Tüy gibi hafif kadını yeni serilmiş temiz çarşafın üzerine bıraktı. Bihterin üstü başı iyice dağılmıştı. Tek göğsü neredeyse dışarıdaydı. Amcasının nazarı hep üzerinde olduğu için Behlül gözünün oraya takılmaması için olağan üstü çaba sarfediyordu. 
Adnan bey karısının taşan dişiliğine bakarken içinden yeğeninin de bu manzaraya dikkatini verme ihtimaliyle kıskançlık krizi geçiriyordu. Genç adam bunun farkında olup yüzüne yerleştirdiği şevkat maskesiyle genç kadını yorganla örttü:
- Cemileyi göndereyim de yengemin üstünü değiştirsin. Terli terli yatmasın. Sizde endişelenmeyin artık.

Sesindeki samimiyet yaşlı adamı mahcup etti. Karısını kıskandığını anladığı için mi özellikle böyle ince davranıyordu. Elini yeğeninin omzuna koydu:
- Behlül, benim hakikatli çocuğum...

Ellerini minnetle tuttu. İçindeki kıskançlık ateşi sönmüştü.
Behlül kapıya doğru gitti:
- En iyisi siz bugün holdinge gelmeyin. Aklınız burda kalacak zaten. Ben gider orayı yoklar, sonra da size herşeyi aktarırım.
- Ciddi misin? Kaytarmak yok ama.
- Yok! Gelin sizinle bir kahvaltı yapalım. Yengemle ilgilenecek insan çok, merak etmeyin. Söz veriyorum çok vakit almayacak, birde siz hastalanmayın şimdi.
- Amcasını da düşünürmüş! Yavaş yavaş  adam oluyorsun.
- Aşk olsun amca! Ben...
- Lafın gelişi evladım. Yoksa senin ne kadar...
- Tamam tamam, bu konuda ki şöhretim belli. Tereciye tere satmaya gerek yok.
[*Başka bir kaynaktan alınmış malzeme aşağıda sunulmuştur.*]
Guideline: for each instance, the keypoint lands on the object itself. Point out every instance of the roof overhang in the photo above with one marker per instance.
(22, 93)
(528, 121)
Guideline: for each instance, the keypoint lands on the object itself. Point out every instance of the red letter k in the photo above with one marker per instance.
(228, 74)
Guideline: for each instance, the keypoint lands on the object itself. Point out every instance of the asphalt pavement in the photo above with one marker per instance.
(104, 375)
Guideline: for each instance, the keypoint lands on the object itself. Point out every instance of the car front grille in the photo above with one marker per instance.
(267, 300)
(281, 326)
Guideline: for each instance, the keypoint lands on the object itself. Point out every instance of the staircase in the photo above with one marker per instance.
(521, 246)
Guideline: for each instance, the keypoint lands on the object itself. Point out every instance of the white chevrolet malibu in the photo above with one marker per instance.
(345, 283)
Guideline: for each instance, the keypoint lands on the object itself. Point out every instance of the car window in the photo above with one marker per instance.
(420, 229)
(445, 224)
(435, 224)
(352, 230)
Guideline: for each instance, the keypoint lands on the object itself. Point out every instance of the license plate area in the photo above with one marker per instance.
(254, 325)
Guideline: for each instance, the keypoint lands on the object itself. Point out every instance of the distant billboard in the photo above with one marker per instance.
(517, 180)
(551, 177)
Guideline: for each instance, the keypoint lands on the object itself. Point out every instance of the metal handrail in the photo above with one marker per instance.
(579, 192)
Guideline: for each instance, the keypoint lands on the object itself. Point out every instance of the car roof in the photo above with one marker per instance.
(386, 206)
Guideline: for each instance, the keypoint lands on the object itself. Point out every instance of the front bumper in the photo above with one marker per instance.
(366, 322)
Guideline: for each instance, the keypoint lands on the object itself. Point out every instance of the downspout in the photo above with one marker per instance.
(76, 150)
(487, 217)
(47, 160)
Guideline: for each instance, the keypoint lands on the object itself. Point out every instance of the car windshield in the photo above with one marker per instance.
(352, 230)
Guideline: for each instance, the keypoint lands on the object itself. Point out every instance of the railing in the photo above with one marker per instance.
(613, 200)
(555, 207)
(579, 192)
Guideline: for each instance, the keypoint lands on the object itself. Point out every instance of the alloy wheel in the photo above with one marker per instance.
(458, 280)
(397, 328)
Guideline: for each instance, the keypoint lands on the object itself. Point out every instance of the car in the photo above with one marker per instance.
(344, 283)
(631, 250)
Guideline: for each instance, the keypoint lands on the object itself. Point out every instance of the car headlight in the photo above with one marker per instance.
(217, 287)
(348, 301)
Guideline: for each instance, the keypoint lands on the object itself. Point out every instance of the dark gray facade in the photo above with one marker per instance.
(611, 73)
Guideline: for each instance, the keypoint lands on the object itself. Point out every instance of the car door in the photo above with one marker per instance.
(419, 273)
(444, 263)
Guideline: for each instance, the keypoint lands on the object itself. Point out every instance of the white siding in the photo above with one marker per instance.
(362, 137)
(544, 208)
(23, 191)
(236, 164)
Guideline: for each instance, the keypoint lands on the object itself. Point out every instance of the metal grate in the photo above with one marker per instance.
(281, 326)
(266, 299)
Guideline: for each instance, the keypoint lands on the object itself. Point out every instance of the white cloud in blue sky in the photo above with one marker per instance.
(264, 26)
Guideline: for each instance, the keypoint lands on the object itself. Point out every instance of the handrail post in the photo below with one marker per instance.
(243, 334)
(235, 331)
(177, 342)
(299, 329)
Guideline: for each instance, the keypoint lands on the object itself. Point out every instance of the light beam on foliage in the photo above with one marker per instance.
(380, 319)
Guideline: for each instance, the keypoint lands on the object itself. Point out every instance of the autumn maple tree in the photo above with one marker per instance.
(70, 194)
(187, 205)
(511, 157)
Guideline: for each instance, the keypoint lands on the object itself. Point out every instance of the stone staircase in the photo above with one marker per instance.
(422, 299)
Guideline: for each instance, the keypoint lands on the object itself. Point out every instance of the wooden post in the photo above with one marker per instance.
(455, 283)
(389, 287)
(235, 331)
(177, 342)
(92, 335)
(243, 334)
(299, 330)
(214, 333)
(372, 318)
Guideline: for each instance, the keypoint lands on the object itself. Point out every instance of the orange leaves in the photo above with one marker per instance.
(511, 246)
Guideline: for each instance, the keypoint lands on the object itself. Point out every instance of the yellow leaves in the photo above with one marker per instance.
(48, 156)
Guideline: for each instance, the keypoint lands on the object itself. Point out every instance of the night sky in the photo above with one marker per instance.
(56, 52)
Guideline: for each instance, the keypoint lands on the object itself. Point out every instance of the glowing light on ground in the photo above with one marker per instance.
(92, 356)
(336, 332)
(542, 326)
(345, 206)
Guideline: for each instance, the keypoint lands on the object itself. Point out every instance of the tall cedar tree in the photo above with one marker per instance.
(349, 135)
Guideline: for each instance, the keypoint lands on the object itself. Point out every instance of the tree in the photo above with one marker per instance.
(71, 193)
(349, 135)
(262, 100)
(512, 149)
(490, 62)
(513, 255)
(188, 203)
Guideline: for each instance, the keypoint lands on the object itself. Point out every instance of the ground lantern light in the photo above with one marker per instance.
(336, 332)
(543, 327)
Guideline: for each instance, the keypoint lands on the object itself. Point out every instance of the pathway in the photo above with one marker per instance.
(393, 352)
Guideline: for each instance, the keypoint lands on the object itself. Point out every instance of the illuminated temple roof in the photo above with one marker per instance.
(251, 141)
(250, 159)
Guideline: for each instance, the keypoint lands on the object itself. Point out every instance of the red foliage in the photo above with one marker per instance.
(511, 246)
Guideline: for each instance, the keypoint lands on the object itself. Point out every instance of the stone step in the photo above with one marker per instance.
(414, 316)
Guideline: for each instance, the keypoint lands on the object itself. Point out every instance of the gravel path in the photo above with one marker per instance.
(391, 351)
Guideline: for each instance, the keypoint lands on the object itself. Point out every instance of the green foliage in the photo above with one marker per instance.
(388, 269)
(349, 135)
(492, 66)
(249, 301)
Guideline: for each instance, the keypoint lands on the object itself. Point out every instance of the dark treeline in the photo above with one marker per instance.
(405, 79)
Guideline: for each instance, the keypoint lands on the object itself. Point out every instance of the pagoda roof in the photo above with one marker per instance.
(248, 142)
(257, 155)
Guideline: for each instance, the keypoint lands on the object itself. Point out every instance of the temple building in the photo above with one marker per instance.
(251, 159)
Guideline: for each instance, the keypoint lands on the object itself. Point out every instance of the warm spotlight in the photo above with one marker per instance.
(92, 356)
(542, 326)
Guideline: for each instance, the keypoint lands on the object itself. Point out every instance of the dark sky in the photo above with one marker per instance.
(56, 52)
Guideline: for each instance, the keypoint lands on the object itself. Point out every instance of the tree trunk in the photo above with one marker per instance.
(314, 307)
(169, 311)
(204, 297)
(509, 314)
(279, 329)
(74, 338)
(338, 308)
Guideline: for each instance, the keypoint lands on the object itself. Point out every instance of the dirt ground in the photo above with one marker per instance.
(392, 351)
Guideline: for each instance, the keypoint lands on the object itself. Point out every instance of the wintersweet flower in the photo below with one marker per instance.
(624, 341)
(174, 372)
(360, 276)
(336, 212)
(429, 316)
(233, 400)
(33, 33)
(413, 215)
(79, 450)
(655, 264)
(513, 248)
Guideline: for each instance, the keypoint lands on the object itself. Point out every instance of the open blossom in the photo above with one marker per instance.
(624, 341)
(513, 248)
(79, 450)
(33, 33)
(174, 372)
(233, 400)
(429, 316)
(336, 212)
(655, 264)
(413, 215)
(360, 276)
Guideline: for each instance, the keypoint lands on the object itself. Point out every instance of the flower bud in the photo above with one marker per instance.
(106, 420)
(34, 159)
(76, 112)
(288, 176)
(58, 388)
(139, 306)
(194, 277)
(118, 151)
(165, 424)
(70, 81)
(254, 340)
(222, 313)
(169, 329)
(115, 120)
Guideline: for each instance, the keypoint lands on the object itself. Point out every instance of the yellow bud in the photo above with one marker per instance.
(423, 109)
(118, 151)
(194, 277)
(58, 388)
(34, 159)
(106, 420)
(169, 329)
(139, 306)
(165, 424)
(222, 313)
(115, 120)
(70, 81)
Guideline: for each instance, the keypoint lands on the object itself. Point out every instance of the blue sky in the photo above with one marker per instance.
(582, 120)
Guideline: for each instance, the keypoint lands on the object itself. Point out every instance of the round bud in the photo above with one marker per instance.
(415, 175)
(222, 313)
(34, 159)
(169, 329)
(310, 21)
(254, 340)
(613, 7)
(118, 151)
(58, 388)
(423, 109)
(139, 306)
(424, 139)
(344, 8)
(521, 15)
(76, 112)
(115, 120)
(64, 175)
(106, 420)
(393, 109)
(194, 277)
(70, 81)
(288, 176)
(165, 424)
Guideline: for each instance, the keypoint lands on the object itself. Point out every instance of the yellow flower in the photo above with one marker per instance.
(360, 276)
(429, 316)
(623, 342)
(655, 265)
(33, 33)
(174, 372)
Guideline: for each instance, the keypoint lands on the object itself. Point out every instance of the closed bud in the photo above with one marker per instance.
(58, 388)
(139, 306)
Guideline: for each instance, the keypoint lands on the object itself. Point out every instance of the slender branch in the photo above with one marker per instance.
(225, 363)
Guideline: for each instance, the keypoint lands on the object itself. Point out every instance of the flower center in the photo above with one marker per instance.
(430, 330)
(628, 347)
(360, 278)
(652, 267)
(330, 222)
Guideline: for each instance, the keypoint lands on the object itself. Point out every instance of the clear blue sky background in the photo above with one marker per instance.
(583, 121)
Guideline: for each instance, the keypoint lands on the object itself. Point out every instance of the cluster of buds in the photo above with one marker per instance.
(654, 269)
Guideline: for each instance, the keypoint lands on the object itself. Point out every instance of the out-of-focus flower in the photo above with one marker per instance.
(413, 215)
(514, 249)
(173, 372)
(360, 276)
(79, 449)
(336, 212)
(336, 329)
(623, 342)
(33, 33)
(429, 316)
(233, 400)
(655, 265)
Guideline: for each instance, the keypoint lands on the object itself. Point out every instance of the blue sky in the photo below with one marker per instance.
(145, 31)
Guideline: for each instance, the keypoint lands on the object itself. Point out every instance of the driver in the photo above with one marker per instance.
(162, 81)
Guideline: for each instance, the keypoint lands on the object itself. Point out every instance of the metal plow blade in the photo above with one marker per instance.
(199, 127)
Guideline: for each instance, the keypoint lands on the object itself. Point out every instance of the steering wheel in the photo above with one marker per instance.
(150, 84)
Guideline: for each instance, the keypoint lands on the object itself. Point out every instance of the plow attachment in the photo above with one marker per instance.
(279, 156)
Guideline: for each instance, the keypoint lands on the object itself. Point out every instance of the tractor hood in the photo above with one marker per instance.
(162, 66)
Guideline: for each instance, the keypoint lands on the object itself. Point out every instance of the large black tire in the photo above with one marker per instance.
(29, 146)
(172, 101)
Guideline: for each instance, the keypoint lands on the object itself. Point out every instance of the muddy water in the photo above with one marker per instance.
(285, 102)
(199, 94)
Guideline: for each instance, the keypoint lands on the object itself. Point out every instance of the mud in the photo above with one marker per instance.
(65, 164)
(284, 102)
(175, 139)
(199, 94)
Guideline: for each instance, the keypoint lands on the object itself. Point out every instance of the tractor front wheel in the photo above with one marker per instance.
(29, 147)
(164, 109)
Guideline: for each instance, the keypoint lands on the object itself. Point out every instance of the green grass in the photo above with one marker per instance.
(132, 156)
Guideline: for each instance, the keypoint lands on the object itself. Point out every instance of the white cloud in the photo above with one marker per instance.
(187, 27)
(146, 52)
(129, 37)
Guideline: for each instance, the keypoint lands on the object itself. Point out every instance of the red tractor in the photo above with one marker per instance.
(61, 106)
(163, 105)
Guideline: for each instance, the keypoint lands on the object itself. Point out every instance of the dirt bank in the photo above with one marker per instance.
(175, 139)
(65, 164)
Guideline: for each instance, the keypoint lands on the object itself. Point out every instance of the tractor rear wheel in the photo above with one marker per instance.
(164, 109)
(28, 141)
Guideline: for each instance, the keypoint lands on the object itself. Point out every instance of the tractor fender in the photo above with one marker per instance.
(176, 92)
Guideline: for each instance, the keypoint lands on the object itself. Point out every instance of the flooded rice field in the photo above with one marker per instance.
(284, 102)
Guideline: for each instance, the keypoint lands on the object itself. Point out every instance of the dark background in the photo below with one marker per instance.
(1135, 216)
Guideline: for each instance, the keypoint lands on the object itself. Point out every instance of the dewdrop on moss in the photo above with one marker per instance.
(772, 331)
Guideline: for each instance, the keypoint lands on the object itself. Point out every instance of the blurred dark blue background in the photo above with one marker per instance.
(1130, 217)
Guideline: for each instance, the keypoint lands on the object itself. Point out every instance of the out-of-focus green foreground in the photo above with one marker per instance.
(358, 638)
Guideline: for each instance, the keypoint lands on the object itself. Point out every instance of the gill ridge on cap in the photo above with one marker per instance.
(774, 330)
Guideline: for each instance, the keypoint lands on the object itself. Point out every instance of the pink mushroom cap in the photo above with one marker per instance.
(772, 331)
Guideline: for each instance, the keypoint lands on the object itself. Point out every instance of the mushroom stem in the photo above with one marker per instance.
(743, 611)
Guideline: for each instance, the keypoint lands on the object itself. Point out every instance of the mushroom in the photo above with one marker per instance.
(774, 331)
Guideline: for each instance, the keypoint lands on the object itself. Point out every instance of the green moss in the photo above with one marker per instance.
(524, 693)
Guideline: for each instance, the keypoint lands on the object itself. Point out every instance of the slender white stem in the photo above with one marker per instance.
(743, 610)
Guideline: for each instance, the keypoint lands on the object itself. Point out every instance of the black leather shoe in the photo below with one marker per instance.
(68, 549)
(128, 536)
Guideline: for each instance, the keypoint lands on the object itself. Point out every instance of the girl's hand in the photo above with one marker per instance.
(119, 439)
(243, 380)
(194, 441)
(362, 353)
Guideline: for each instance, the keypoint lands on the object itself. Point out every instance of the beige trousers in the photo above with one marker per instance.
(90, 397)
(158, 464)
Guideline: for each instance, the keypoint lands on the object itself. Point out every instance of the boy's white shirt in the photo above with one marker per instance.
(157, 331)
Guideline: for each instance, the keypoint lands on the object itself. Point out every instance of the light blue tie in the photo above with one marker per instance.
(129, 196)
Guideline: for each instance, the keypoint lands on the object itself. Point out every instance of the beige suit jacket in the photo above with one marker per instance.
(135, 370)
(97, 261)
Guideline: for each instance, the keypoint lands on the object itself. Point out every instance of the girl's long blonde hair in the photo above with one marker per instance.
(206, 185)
Aşağı inerken Bülent ve Nihalde onlara katıldı. Deniz hanım inmişti bile. Hizmetkarlara talimatlar veriyordu. Adnan bey onu çağırdı:
-  Kahvaltıda bize katılmaz mısınız Deniz hanım?
- Ben önce Bihter hanıma bakayım. Ona da birşeyler yedirmek lazım.

Behlül itiraz etti:
- Süleyman efendiler ilgileniyorlar Deniz hanım. Siz gelin.

Gün pek güzel başlamasa da kahvaltı masası keyifliydi. Sadece Nihal durgundu. Her zaman ki hali gibi görünsede aslında kafasında bir soruyla boğuşuyordu. Sormaya cesaret edemiyordu, alacağı cevaptan korkuyordu belki de. Sonunda dayanamadı. Tam sofradan kalkacakken sordu:
- Bihter benim yüzümden mi hastalandı?

Behlül amcasına müsade ister gibi bakıp Nihale döndü:
- Demek derdin buydu küçük hanım? Şimdi elimize düştün işte!

Nihale çaktırmadan Adnan beye göz kırptı:
- Doğruyu söyleyelim mi?

Deniz hanım da dahil herkes başını salladı. Genç adamın ne diyeceğini merak ediyorlardı. Behlül ciddi bir ifadeyle söze başladı:
- Evet! Senin yüzünden! O kadar çok üzdün ki onu, kadıncağız seni nasıl memnun edeceğini bilemediğinden  sinirleri allak bullak oldu. Ona birşey olursa sebebi sensin, haberin olsun!

****
Okumanıza sağlık:)

Yazım hatası olursa affedin. Acele yazdım.